It’s very much the thing, we therapists and coaches are told, to ‘niche down’, to become known for working with a particular demographic or diagnosis. I’m not so sure. Looking at my caseload over the last bit of a while, there is little in the way of a niche to be seen:
- Teachers in public and state schools, including head teachers and retirees.
- Mental health professionals working in the NHS.
- A research scientist.
- Local and London based business men and women.
- A retired city gent.
- Young mums with young children.
- Professional athletes (retired and current).
- An oil rigger.
- Young people who party too hard.
- Boarders in 6th form at various public schools.
- Uni students.
- Lots of military veterans, different ages, services and tours.
This disparate group of people have presented with many different problems, randomised below:
- Heartbreak at the end of a relationship.

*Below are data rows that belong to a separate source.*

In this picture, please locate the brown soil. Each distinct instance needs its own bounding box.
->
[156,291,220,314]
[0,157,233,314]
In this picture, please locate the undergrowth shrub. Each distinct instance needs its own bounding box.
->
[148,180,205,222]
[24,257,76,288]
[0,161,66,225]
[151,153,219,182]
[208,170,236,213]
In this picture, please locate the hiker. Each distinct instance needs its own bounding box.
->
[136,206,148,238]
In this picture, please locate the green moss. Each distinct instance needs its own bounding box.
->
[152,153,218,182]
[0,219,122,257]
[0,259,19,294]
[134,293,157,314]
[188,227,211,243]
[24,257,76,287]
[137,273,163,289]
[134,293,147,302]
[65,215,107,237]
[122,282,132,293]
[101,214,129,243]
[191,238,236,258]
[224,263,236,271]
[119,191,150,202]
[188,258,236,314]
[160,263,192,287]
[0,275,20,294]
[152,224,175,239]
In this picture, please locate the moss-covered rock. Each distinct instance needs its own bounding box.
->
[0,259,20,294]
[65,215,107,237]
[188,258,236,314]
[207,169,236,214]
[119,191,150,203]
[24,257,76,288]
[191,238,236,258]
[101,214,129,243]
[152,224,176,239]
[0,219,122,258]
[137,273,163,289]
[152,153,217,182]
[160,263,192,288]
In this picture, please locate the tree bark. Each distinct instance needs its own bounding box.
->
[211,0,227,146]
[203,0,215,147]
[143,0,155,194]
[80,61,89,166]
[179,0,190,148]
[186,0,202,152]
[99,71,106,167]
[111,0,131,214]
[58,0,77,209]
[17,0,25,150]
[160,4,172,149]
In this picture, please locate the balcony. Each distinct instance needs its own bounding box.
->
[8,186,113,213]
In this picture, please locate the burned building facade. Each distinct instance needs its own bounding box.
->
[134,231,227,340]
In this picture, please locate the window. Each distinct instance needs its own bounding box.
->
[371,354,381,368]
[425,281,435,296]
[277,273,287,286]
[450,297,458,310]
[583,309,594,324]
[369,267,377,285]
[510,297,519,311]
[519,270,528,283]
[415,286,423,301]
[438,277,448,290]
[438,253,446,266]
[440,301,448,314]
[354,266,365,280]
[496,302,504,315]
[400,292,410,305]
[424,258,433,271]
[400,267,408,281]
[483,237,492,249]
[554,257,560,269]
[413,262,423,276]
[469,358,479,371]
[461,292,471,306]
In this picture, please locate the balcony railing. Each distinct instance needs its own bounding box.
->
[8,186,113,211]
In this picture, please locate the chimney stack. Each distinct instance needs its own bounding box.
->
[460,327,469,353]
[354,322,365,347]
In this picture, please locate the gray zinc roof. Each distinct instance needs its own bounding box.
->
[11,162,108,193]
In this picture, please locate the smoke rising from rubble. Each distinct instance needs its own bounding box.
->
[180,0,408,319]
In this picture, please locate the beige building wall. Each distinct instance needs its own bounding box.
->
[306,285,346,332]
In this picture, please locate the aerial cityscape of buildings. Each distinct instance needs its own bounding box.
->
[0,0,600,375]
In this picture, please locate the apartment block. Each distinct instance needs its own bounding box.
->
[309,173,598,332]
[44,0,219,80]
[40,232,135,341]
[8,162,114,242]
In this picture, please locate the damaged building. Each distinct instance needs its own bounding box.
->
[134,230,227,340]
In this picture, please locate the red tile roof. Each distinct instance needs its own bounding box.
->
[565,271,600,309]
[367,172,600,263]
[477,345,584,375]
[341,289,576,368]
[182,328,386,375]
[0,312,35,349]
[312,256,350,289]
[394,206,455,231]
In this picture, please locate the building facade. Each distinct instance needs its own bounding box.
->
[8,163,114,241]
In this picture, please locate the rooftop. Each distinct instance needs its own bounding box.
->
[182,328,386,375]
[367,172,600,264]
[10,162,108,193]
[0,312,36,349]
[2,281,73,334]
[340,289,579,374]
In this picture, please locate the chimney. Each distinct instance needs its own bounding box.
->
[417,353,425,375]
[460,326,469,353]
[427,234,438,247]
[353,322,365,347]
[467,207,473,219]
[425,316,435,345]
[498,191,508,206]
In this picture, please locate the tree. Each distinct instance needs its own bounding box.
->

- Coping with a partner with PTSD.
- Panic attacks, fear of imminent death.
- Lack of direction (x2).
- Coping with a nasty split and securing access to children.
- Drug and alcohol problems (x3).
- Distressing intrusive thoughts and images.
- Work related stress (x3).
- Difficulties with long term conditions (x3).
- Skin picking.
- PTSD (x4) .
- Difficulties meeting parents’ expectations.
What these people have in common is that they have become STUCK. Something has happened to them along the way and they’ve found ways of coping that no longer seem to be working for them, so they sought my help.
So my niche? People who are STUCK, and who are ready and willing to try something new, and maybe make some changes. I can’t think of another job where I would get to connect meaningfully with such a variety of people, or under what other set of circumstances our paths would cross. It’s a huge privilege. Why on earth would I niche down and cut any of those people out of my life?